Holmes is immersed in research projects that promote what she and her colleagues call "21st century learning".
She co-leads a team engaged in the Innovative Teaching and Learning (ITL) Research program, an international project funded by Microsoft and government partners in seven countries that is investigating effective teaching techniques in the computer age. Newcastle is the only Australian university involved and is undertaking its research in conjunction with the NSW Department of Education and Communities.
"We have about 22 schools involved and we have been working with them, looking for evidence of innovation in the way teachers are using technology," Holmes says. "We are also looking at things like whether they set up learning activities that are collaborative and allow students some form of self-regulation.
"We are analysing those findings and the next phase will involve professional development in schools."
Another project in which Holmes is taking a leading role is the Teaching Teachers for the Future study, a federally funded program to support the rollout of technological resources in schools under the government's Digital Education Revolution.

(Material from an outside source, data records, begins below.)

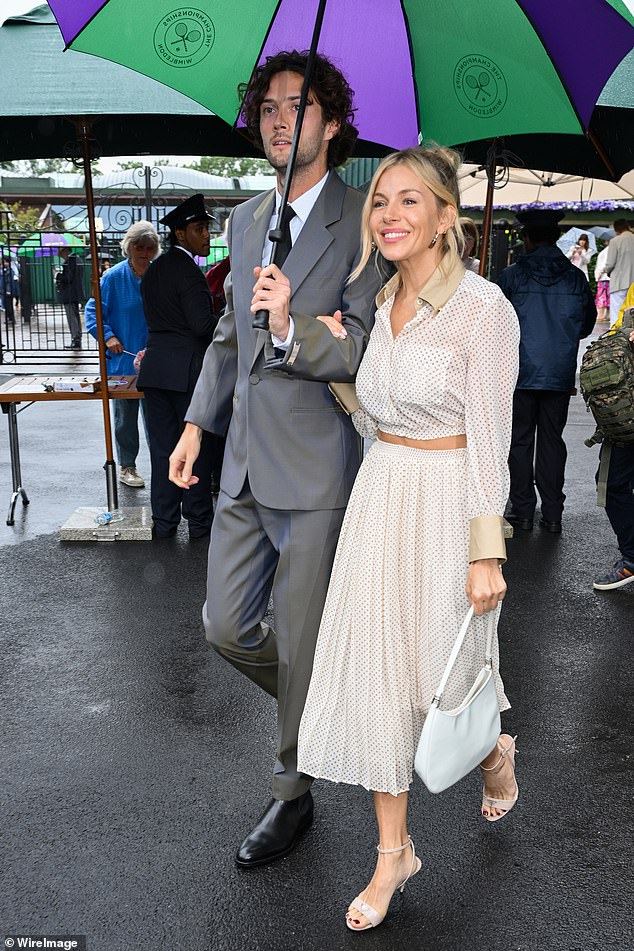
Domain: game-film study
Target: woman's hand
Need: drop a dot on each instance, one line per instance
(485, 585)
(272, 292)
(334, 324)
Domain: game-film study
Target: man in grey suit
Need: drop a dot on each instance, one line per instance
(292, 453)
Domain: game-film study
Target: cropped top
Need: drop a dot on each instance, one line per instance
(451, 370)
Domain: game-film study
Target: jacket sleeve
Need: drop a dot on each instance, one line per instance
(505, 281)
(589, 308)
(197, 305)
(90, 311)
(316, 355)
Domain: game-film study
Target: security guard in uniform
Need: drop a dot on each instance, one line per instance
(180, 318)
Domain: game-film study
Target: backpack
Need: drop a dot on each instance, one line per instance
(606, 378)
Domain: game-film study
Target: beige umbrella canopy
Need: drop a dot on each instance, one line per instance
(526, 186)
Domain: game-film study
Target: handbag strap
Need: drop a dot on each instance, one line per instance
(456, 650)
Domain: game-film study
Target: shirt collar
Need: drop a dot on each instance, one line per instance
(303, 205)
(438, 289)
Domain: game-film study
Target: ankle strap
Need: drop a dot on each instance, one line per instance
(505, 750)
(399, 848)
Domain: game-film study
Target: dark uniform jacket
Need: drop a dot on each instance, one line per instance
(69, 281)
(556, 310)
(179, 313)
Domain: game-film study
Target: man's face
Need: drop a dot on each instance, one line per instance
(278, 113)
(194, 237)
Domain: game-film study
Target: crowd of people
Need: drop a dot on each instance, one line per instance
(462, 389)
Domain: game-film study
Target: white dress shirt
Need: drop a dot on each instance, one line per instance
(302, 207)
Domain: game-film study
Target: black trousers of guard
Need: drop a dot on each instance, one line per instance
(165, 414)
(619, 505)
(538, 453)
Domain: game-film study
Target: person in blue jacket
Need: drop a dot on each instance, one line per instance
(125, 329)
(556, 310)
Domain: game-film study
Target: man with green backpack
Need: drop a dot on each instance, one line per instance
(607, 384)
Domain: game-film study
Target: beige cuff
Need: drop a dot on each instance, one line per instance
(486, 538)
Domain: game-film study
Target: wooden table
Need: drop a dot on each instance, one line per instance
(32, 388)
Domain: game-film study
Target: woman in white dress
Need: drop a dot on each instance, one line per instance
(423, 533)
(580, 254)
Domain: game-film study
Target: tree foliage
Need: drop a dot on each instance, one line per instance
(21, 218)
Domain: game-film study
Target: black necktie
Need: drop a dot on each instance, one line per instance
(283, 247)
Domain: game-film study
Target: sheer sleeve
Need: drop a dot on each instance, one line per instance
(492, 370)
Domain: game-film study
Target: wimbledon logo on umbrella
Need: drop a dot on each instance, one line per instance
(184, 37)
(480, 86)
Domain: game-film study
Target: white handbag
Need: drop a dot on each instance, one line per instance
(454, 741)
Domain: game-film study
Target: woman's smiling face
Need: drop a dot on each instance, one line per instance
(405, 216)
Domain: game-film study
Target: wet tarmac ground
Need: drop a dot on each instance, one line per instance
(135, 760)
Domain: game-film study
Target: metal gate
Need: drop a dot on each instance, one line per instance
(33, 325)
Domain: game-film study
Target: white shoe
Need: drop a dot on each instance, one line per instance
(129, 476)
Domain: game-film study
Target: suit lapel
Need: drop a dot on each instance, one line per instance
(315, 237)
(312, 242)
(254, 237)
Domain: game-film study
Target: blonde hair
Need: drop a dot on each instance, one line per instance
(470, 230)
(437, 168)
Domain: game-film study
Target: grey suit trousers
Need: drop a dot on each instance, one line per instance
(255, 550)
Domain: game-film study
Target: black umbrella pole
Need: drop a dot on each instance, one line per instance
(83, 132)
(486, 227)
(261, 319)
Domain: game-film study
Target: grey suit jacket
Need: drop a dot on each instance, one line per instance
(284, 428)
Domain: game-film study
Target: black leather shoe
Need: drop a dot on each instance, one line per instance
(554, 527)
(524, 524)
(277, 832)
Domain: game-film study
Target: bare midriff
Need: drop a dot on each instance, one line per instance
(443, 442)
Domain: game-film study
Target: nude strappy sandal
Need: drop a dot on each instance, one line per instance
(371, 913)
(505, 804)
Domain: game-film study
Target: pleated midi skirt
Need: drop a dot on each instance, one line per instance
(395, 604)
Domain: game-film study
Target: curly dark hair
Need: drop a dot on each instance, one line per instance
(329, 86)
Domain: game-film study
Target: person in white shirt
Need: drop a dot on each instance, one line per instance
(620, 266)
(601, 276)
(580, 254)
(423, 533)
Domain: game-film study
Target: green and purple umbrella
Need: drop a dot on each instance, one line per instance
(453, 71)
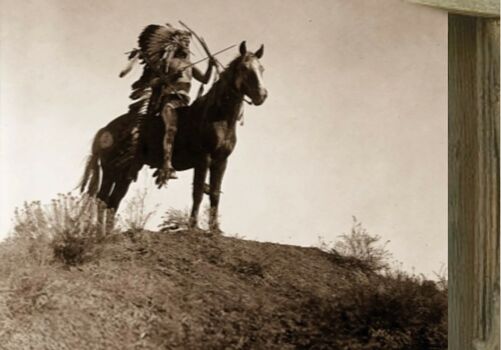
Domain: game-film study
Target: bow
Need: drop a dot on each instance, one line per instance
(204, 45)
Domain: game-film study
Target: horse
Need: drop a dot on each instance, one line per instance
(205, 138)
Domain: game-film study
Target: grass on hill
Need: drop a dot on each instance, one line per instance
(67, 281)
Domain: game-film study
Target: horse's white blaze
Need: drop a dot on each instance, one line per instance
(257, 68)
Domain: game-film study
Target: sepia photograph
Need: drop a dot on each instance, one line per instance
(225, 175)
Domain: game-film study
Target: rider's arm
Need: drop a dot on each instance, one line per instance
(203, 78)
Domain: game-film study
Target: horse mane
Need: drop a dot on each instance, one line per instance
(219, 89)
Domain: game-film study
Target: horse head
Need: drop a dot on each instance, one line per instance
(249, 75)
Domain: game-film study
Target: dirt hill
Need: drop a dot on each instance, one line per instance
(194, 290)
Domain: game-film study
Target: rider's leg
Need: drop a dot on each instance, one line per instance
(169, 116)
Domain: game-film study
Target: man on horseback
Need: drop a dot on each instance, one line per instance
(165, 83)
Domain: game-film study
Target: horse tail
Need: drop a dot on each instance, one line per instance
(92, 176)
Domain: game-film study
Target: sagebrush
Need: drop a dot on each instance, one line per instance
(65, 229)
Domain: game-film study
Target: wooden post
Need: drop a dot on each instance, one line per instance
(473, 180)
(473, 172)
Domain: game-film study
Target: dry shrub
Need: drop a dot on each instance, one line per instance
(65, 229)
(363, 247)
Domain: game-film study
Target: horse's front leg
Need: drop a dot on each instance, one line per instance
(198, 189)
(216, 178)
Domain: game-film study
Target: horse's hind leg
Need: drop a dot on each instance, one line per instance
(198, 190)
(217, 170)
(119, 192)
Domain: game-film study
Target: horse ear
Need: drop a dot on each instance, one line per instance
(243, 48)
(259, 53)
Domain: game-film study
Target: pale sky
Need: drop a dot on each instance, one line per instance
(355, 122)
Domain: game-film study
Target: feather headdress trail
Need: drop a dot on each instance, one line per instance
(156, 44)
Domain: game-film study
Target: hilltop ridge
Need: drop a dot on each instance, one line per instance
(194, 290)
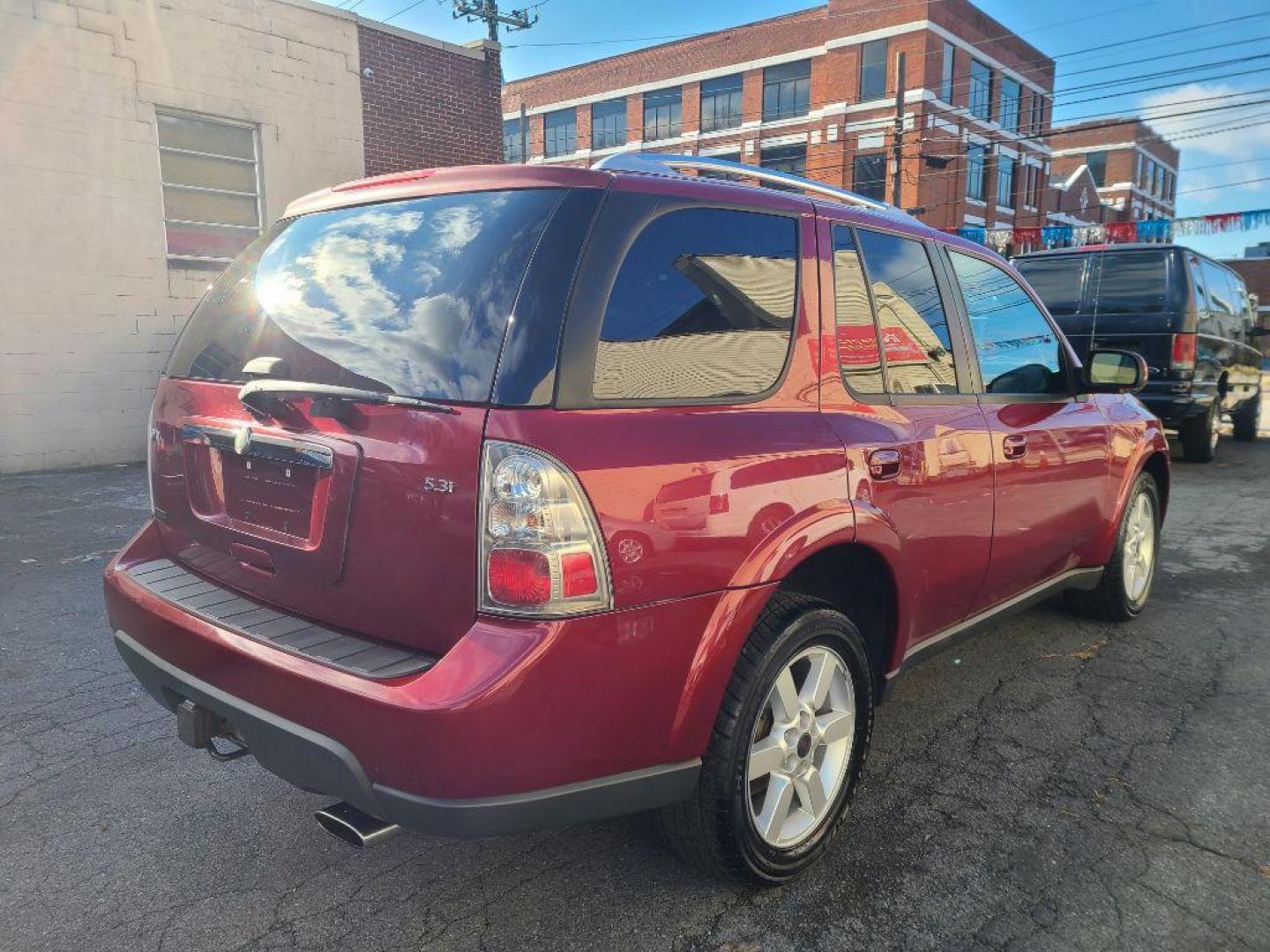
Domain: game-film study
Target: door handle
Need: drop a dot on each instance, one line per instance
(1015, 446)
(884, 464)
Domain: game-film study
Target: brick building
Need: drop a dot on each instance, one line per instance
(814, 93)
(1132, 167)
(145, 144)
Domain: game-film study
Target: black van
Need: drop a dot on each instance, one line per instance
(1188, 315)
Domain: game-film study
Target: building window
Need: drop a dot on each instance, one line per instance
(869, 175)
(1009, 104)
(512, 141)
(791, 159)
(946, 72)
(661, 111)
(787, 90)
(1005, 182)
(211, 192)
(1097, 164)
(1038, 113)
(609, 123)
(975, 173)
(981, 90)
(701, 308)
(721, 103)
(873, 70)
(560, 132)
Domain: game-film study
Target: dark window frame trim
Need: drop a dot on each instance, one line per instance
(579, 343)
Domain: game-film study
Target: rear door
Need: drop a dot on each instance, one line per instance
(917, 444)
(1050, 450)
(355, 514)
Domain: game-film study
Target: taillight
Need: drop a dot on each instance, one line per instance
(542, 553)
(1184, 352)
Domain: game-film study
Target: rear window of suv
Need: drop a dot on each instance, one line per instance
(409, 297)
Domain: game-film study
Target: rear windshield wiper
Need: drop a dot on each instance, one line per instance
(257, 395)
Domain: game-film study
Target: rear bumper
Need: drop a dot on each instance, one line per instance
(521, 724)
(318, 763)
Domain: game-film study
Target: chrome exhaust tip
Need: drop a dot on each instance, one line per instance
(355, 827)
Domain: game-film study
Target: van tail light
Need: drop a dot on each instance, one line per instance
(542, 553)
(1184, 352)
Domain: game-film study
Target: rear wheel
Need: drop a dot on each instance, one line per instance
(1200, 435)
(787, 749)
(1247, 419)
(1129, 576)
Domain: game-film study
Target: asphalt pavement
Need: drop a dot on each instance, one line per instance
(1053, 784)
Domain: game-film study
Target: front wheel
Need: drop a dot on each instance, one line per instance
(1129, 576)
(787, 747)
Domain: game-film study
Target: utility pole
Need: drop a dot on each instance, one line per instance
(898, 138)
(488, 11)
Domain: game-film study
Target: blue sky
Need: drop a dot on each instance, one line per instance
(571, 32)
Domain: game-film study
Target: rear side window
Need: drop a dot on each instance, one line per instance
(1057, 280)
(1019, 352)
(1133, 282)
(407, 297)
(701, 308)
(855, 329)
(915, 331)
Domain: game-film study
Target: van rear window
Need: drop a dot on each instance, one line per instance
(1057, 279)
(1133, 282)
(407, 297)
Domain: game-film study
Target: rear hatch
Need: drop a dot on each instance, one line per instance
(1129, 300)
(347, 509)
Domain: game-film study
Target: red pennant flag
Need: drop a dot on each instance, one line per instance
(1122, 231)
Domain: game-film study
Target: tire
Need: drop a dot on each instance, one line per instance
(1122, 594)
(1247, 419)
(718, 829)
(1199, 435)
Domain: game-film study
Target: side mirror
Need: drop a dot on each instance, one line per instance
(1116, 372)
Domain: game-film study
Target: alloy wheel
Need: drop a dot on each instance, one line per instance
(800, 747)
(1139, 548)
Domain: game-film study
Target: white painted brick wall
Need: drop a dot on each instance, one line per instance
(89, 308)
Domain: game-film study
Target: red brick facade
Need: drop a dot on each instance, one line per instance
(427, 106)
(839, 123)
(1138, 167)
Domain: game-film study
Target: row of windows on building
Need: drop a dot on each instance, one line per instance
(787, 94)
(1148, 175)
(1016, 182)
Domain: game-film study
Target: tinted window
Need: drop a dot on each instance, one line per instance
(560, 130)
(409, 297)
(869, 175)
(609, 123)
(721, 103)
(873, 70)
(1132, 282)
(915, 331)
(703, 306)
(787, 89)
(855, 329)
(1019, 351)
(1056, 279)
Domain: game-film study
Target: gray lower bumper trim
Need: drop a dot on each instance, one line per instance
(318, 763)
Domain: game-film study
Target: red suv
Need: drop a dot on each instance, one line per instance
(497, 498)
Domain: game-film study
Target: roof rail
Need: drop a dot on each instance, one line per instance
(663, 164)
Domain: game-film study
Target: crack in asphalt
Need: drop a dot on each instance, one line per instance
(1056, 784)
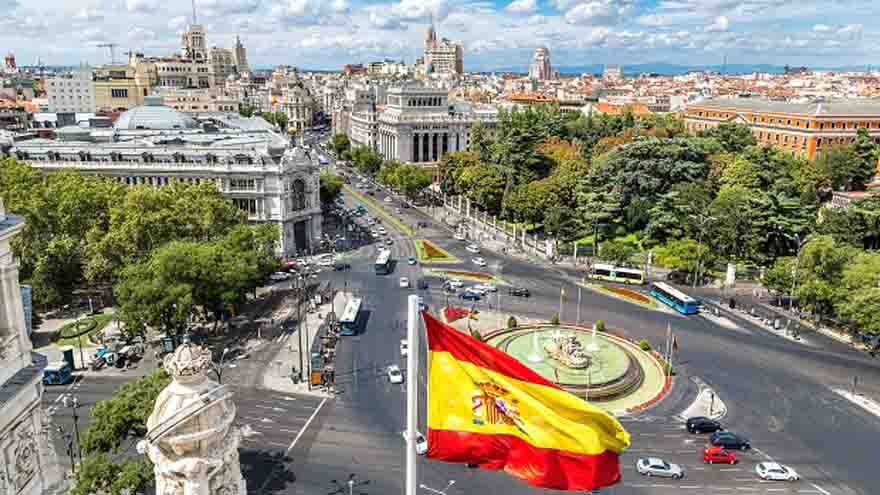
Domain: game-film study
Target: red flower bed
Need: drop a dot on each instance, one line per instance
(452, 313)
(630, 294)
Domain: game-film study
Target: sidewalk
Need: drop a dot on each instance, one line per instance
(278, 375)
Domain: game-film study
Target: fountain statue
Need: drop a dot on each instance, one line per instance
(567, 350)
(191, 436)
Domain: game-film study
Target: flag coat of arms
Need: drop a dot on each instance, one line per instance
(487, 408)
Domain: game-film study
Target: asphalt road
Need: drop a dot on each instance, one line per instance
(778, 391)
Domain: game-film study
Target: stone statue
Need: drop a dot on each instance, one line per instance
(191, 437)
(567, 350)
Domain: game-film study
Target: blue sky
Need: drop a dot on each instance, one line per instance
(495, 33)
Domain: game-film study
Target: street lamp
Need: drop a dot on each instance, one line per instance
(439, 492)
(351, 484)
(702, 220)
(72, 402)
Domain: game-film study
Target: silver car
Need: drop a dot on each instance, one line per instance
(654, 466)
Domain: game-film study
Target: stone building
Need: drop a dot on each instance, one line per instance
(73, 93)
(25, 466)
(247, 160)
(419, 125)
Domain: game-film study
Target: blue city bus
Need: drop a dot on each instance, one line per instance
(350, 320)
(675, 298)
(383, 263)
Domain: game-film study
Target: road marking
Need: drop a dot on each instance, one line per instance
(820, 489)
(306, 426)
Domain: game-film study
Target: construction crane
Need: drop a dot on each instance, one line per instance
(112, 47)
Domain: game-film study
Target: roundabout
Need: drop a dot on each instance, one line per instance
(608, 371)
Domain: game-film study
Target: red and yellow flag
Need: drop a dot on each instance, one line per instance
(487, 408)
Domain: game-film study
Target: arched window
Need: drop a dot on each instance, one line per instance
(298, 195)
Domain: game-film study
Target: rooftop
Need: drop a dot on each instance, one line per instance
(848, 107)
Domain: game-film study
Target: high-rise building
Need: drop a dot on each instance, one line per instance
(240, 57)
(74, 92)
(443, 56)
(26, 465)
(541, 69)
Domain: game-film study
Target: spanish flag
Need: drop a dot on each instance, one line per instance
(487, 408)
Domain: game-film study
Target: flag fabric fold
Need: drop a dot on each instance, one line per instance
(487, 408)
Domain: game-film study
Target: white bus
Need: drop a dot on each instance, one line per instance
(350, 320)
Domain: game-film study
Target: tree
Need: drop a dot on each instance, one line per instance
(331, 184)
(617, 253)
(732, 136)
(340, 144)
(99, 474)
(123, 416)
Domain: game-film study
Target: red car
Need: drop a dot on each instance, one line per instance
(714, 454)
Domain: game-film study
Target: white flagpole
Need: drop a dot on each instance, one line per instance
(412, 391)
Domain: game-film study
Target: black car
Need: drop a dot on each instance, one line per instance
(729, 440)
(519, 291)
(702, 424)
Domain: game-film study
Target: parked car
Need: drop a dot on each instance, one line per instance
(776, 472)
(519, 291)
(654, 466)
(702, 424)
(729, 440)
(394, 374)
(421, 443)
(719, 455)
(470, 295)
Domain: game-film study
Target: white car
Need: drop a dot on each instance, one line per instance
(421, 443)
(653, 466)
(394, 374)
(776, 472)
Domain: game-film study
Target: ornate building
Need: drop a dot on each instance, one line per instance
(248, 161)
(25, 468)
(419, 125)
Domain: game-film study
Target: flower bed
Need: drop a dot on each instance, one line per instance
(631, 294)
(483, 277)
(432, 253)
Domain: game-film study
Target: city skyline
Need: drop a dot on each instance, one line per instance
(500, 33)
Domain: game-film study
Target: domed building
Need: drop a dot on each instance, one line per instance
(251, 163)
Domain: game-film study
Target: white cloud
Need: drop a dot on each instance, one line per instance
(720, 24)
(142, 6)
(598, 12)
(522, 6)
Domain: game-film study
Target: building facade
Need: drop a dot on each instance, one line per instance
(247, 160)
(442, 56)
(541, 69)
(26, 466)
(419, 125)
(801, 128)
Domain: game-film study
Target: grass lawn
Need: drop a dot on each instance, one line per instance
(432, 253)
(101, 321)
(378, 209)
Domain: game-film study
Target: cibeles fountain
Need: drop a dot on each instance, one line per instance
(192, 438)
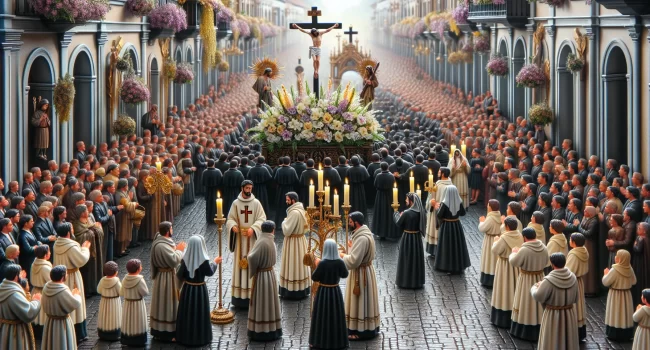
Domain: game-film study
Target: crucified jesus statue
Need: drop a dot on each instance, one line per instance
(316, 37)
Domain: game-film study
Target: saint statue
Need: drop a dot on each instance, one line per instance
(41, 122)
(316, 37)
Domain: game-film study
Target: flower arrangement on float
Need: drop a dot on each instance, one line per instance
(139, 7)
(497, 66)
(168, 16)
(531, 76)
(339, 117)
(71, 10)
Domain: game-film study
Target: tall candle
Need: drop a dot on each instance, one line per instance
(311, 194)
(395, 193)
(327, 193)
(336, 203)
(219, 206)
(320, 178)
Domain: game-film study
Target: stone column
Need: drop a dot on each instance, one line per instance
(635, 130)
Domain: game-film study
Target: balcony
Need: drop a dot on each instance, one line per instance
(514, 13)
(628, 7)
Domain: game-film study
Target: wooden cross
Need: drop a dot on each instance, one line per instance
(351, 33)
(246, 212)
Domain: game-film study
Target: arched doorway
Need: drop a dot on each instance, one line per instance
(565, 111)
(40, 84)
(178, 88)
(518, 60)
(188, 87)
(616, 111)
(502, 84)
(82, 113)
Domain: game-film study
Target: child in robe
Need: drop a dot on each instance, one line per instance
(135, 324)
(619, 325)
(109, 320)
(642, 318)
(40, 275)
(578, 263)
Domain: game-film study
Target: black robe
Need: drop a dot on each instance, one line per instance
(211, 181)
(382, 213)
(309, 176)
(261, 177)
(358, 176)
(286, 178)
(193, 327)
(452, 248)
(410, 263)
(328, 328)
(232, 180)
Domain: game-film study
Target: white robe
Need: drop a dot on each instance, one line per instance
(241, 279)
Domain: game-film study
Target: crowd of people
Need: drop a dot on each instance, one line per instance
(558, 227)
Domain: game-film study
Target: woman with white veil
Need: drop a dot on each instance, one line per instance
(459, 171)
(328, 326)
(410, 263)
(453, 256)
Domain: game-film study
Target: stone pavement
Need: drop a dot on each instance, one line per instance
(451, 312)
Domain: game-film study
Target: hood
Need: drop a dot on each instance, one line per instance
(9, 288)
(131, 281)
(562, 278)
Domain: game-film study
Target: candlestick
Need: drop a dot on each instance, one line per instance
(320, 178)
(395, 193)
(327, 193)
(311, 194)
(221, 315)
(336, 203)
(219, 206)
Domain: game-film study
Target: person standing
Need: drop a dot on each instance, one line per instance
(59, 302)
(264, 316)
(328, 328)
(294, 275)
(17, 311)
(489, 225)
(410, 263)
(578, 263)
(505, 275)
(619, 324)
(558, 292)
(134, 311)
(72, 255)
(109, 319)
(165, 258)
(361, 296)
(193, 327)
(453, 256)
(530, 259)
(243, 226)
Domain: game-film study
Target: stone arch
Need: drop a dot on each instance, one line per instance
(82, 67)
(38, 81)
(565, 110)
(518, 61)
(502, 82)
(616, 119)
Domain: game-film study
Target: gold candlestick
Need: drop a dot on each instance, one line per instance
(221, 315)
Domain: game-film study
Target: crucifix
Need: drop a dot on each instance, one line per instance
(312, 29)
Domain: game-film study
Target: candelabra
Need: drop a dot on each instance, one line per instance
(220, 315)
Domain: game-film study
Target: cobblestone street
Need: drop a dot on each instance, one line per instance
(451, 312)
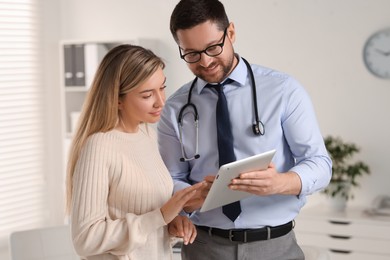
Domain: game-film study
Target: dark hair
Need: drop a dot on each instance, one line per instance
(189, 13)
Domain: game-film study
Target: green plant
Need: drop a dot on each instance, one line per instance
(344, 171)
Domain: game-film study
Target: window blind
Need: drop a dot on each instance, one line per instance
(23, 191)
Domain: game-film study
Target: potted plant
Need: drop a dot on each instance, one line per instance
(345, 171)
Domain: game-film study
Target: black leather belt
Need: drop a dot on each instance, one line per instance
(250, 235)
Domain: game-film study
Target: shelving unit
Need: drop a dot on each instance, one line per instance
(348, 235)
(79, 61)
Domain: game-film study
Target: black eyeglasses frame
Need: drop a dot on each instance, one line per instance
(205, 50)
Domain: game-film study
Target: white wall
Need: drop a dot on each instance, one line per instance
(320, 42)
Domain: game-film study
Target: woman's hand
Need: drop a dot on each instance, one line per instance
(176, 203)
(182, 226)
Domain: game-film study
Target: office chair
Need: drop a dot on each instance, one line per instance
(50, 243)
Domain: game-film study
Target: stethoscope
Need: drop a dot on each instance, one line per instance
(257, 127)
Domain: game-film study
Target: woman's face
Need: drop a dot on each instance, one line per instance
(144, 103)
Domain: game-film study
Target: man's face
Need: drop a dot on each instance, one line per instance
(197, 39)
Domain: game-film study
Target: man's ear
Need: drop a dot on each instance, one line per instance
(231, 32)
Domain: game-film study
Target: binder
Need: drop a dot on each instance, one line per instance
(81, 62)
(93, 55)
(79, 66)
(68, 65)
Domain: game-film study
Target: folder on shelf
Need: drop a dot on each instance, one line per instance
(79, 67)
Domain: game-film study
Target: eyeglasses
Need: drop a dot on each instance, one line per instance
(212, 51)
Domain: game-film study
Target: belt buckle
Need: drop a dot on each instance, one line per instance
(231, 235)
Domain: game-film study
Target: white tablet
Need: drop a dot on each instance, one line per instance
(220, 194)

As part of the research, the technological component of teacher training in maths and history teaching courses at the university has been enhanced, with lecturers employing tools such as Web 2.0 information-sharing technology and mathematical data visualisation as well as the use of iPads and interactive whiteboards.
"The aim is to develop pedagogical training that brings our Education students up to speed with new technology, so they go into the workplace knowing how to use it," Holmes explains.
"There is an assumption that people born after a certain date are automatically digital natives. But being able to use Facebook and YouTube doesn't necessarily mean they are proficient in the skills required to teach in a modern classroom."
As she helps her students navigate this brave new world of computer-enhanced education Holmes' advice to teachers new and old is to open their eyes to the possibilities that digital technology offers.
"The principles of good teaching are still the same as they always were - they don't change just because you have different tools," she says.
"But technology offers so many opportunities to engage with students in new ways and I think the only way for people to overcome their inhibitions is to dive in and use it."